Partial Parsing: Extracting Valid Data From Incomplete
Partial parsing is the art of extracting valid data from malformed, incomplete, or streaming LLM output. Instead of discarding an entire response because it's missing a closing brace or has one invalid field, partial parsing salvages what's valid.
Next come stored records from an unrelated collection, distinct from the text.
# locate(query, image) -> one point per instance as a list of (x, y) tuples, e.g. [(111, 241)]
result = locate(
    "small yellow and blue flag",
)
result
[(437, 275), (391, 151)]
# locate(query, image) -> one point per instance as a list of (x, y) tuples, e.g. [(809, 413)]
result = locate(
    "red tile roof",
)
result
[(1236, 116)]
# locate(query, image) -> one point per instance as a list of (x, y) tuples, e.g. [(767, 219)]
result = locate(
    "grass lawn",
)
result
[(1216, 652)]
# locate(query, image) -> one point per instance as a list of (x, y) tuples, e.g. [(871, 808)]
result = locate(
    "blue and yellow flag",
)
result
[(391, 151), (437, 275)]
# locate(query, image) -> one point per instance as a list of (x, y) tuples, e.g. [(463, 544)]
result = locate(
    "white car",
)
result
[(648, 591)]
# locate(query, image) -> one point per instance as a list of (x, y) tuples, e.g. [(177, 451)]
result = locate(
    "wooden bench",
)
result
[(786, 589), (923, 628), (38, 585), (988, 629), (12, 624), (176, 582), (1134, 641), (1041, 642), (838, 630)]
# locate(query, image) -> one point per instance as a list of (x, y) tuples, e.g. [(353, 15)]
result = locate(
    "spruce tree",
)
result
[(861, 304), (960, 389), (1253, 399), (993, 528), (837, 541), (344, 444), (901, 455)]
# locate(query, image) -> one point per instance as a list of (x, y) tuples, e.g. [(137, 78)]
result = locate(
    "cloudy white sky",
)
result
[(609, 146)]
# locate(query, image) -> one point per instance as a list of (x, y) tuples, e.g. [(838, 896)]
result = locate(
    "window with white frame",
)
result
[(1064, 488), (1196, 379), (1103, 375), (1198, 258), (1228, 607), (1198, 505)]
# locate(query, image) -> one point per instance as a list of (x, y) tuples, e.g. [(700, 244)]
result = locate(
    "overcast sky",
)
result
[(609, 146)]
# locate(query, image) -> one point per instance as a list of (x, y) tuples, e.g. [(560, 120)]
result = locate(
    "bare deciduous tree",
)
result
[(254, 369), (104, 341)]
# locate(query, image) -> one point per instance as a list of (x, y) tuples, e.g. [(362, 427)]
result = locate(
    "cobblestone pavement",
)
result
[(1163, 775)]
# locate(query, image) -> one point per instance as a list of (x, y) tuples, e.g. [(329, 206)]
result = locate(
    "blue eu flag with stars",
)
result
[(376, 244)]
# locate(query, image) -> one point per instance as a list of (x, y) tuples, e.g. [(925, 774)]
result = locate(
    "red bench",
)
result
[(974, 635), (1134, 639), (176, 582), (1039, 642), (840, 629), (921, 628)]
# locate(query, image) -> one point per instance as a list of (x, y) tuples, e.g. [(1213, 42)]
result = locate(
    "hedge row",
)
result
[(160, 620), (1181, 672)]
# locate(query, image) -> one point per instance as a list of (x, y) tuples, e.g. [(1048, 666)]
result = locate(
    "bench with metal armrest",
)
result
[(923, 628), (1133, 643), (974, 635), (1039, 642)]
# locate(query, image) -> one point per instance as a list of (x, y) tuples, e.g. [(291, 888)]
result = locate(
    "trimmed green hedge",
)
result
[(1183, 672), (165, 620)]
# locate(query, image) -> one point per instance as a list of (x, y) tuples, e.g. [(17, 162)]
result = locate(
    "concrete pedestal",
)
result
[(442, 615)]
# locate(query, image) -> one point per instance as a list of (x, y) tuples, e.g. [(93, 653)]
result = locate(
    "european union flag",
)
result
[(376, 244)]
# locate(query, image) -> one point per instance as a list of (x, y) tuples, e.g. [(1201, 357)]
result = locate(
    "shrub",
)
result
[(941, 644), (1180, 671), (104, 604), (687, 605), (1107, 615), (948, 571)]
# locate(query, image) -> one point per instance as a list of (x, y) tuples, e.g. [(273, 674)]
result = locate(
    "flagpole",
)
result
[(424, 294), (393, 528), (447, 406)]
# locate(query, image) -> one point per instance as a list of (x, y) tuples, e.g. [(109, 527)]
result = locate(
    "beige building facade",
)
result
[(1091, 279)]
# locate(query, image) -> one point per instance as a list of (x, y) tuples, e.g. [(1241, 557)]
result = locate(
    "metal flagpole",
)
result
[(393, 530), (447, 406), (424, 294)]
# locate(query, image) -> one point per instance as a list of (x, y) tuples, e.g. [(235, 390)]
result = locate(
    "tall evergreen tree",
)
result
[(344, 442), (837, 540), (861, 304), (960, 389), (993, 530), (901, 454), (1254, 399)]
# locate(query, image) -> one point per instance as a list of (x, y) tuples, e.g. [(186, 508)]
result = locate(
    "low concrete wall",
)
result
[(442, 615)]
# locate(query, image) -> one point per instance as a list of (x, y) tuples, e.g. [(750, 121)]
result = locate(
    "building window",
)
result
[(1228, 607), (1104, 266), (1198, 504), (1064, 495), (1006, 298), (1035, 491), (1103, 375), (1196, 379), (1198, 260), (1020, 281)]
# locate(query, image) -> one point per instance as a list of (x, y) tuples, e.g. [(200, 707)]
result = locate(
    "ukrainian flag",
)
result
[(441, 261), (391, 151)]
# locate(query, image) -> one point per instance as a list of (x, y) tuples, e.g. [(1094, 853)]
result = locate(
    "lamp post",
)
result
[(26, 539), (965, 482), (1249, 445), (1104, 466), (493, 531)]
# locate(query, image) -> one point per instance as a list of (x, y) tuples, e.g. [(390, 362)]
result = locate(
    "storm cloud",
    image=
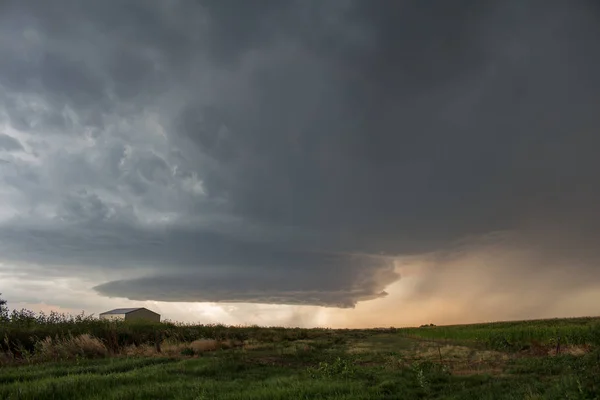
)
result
[(291, 152)]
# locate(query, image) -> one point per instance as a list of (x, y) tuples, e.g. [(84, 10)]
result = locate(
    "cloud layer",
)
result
[(288, 152)]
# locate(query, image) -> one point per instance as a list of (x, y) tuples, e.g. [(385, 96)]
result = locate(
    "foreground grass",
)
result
[(369, 365)]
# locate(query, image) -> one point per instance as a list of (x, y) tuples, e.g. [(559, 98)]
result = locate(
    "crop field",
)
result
[(89, 359)]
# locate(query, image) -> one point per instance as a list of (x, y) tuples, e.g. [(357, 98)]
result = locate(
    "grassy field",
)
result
[(457, 362)]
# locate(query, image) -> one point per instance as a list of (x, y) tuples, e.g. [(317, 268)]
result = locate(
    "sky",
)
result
[(340, 163)]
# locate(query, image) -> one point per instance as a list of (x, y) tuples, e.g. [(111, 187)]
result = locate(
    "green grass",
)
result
[(517, 334), (505, 360), (373, 365)]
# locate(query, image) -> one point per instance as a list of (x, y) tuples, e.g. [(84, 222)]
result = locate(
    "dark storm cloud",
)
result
[(9, 143), (298, 130)]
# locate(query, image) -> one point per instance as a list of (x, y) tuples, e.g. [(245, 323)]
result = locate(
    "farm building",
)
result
[(131, 314)]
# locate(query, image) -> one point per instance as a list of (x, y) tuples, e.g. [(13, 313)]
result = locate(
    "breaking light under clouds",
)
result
[(301, 163)]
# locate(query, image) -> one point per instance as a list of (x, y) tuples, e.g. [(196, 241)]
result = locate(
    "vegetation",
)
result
[(63, 357)]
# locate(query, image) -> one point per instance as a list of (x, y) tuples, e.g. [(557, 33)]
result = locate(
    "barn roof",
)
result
[(123, 310)]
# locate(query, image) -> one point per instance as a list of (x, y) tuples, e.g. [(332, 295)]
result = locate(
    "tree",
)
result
[(3, 309)]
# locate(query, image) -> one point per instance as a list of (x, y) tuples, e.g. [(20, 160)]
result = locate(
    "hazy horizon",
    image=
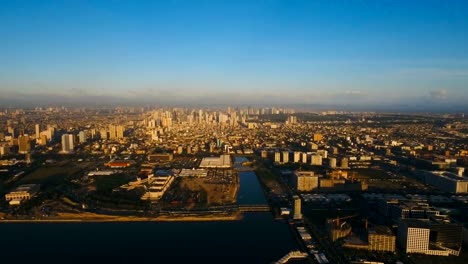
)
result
[(369, 55)]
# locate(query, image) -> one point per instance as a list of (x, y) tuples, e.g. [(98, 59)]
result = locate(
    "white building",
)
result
[(223, 161), (67, 143), (430, 237), (22, 192), (316, 160), (305, 181), (446, 181), (285, 156), (157, 187)]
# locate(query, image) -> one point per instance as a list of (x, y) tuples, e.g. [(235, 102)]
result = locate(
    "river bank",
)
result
[(92, 217)]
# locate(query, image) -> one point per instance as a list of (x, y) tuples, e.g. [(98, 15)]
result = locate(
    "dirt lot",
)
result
[(217, 193)]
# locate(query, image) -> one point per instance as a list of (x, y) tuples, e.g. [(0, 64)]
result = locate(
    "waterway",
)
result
[(257, 238)]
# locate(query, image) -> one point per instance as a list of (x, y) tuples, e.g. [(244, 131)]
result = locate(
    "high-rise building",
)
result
[(4, 149), (82, 137), (112, 132), (344, 163), (297, 208), (297, 156), (318, 137), (104, 134), (38, 131), (305, 181), (429, 237), (120, 132), (277, 157), (24, 144), (67, 143), (316, 160)]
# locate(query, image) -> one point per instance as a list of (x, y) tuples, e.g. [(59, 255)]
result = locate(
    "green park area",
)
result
[(49, 175)]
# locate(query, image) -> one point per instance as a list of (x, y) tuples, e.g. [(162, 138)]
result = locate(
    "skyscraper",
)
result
[(67, 143), (82, 137), (297, 208)]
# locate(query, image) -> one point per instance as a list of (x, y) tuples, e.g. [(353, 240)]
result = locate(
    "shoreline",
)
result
[(99, 218)]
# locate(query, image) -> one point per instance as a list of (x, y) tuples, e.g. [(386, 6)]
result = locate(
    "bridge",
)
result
[(255, 208), (291, 255)]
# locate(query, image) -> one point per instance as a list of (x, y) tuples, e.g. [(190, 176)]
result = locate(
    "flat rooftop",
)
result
[(450, 176)]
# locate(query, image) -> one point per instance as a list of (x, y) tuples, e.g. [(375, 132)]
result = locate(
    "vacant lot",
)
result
[(46, 175)]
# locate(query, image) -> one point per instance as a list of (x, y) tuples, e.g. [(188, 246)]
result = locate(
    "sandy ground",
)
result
[(92, 217)]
Studies show partial parsing recovers 70–80% of would-be failed extractions (Anthropic, 2025).
This article teaches you lenient parsing strategies, field recovery, and streaming-friendly techniques.
The Problem: Incomplete Output
Consider this LLM output attempting to generate customer records:
{
"customers": [
{"id": 1, "name": "Alice Chen", "email": "[email protected]"},
{"id": 2, "name": "Bob Smith", "email": "[email protected]",
{"id": 3, "name": "Carol Lee", "email": "[email protected]
The output is:
- Truncated (Carol's email incomplete, missing closing brace)
- Malformed (Bob's record missing closing brace)
- Streaming (LLM was interrupted)
Strict JSON parsing fails entirely. Partial parsing recovers Alice and Bob's complete records, and Carol's partial data.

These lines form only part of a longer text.